I am passionate about communication and influence—how we connect, engage and collaborate to achieve great things. That led me to work with people, particularly leaders, to help them find their voice, construct and convey their message and deliver it powerfully. In particular I love to coach individuals, helping transform both inexperienced and seasoned speakers into exceptional ones. Through Purple Speaking Academy I now combine my two loves—developing people and speaking. I have been so fortunate to have learned the skills and mindset of an impactful speaker through Toastmasters. Recently, I coached Dr. Dimple Devadas, a psychology coach, to the TEDx stage in Ulsoor, Bangalore. What a thrill that was!
Tell us about your experiences as a mentor.
The buzz of helping others transition from anxiously speaking down at their own shoes to confidently looking out at, engaging and enthralling an audience, is incredibly rewarding. I have also had the joy of mentoring a new club, watching and supporting a talented group of people establish themselves as speakers.
What are some obstacles you’ve had to overcome?
I was born with a hereditary hand tremor. I came to believe that if I spoke to a group, the audience would be distracted by the tremor and assume I was a shivering bag of nerves and it would affect trust and credibility. This is what I’d much later come to learn was a limiting belief.
My confidence in speaking was pretty low, and my doctor stepped in with beta-blockers to stop the tremor when needed. That was helpful, except I then had another limiting belief that I couldn’t speak unless I took a tablet.
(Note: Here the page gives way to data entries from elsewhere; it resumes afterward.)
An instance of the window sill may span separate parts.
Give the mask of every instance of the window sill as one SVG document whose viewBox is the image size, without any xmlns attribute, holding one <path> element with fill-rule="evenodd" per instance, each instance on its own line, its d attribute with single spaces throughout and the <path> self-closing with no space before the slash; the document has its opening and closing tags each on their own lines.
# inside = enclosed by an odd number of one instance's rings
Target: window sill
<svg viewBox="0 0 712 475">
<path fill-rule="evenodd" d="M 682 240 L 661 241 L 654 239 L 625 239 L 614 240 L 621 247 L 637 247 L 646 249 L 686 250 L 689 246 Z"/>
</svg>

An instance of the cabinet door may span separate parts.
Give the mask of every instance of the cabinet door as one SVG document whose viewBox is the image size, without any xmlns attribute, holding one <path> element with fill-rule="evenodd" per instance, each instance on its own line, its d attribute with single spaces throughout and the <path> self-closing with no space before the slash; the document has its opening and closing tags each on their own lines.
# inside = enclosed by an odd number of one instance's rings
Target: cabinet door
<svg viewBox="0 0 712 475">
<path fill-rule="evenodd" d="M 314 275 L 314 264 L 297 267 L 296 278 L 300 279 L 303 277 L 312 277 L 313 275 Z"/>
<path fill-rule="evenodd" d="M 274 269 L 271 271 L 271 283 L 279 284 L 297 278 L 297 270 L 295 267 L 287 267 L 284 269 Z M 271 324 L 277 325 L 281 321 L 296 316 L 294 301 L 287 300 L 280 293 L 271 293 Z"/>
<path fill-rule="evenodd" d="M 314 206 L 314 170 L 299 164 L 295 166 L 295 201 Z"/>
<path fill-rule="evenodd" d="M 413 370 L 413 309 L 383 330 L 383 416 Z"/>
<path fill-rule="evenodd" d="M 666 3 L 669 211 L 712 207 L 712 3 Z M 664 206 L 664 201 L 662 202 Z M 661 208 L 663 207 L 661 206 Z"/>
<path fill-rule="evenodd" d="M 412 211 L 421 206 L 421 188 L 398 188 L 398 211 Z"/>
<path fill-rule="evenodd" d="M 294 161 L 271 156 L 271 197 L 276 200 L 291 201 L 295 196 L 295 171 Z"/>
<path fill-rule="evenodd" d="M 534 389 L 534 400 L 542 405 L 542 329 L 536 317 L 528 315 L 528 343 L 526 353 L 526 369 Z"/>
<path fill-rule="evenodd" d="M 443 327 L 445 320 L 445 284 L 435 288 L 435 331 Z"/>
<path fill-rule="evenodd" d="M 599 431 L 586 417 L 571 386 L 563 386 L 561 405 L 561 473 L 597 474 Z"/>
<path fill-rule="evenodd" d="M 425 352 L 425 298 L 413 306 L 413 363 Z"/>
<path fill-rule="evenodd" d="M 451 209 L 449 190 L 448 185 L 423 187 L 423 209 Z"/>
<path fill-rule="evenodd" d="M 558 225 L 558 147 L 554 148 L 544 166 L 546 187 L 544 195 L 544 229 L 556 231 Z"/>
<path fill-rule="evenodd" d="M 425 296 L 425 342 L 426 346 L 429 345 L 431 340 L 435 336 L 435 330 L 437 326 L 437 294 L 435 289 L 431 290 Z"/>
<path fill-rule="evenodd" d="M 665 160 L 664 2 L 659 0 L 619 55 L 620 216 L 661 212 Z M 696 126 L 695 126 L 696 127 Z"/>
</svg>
Then I explored all of this with a great Neuro-Linguistic Programming (NLP) coach. I discovered that my beliefs were just beliefs—a way of thinking that was inhibiting me. I developed a newer, healthier belief that I could speak and train without tablets and the tremor didn’t matter. My NLP coach helped me focus on the possibility that people would be interested in what I had to say and the benefit I could deliver. I haven’t taken a beta-blocker in over 15 years. People do in fact listen to me. And no one has ever commented on my tremor.
How has Toastmasters helped you?
Toastmasters has given me the skills and confidence to pursue the career I’ve always wanted. I could always babble—but now I can speak, and people even listen! I started my career from behind the safety of a pharmacy counter. Now I get to speak at events and help others develop their speaking and leadership abilities. Wow!
What advice do you have for aspiring speakers?
Focus on the audience, rather than yourself. If you take on the mindset that you have something others deserve to hear, you’ll speak stronger and deliver more benefit. It’s all about the message and not about you. If they happen to like you, that’s just a bonus.
Mariam Jehangir is the editorial assistant for Toastmaster magazine.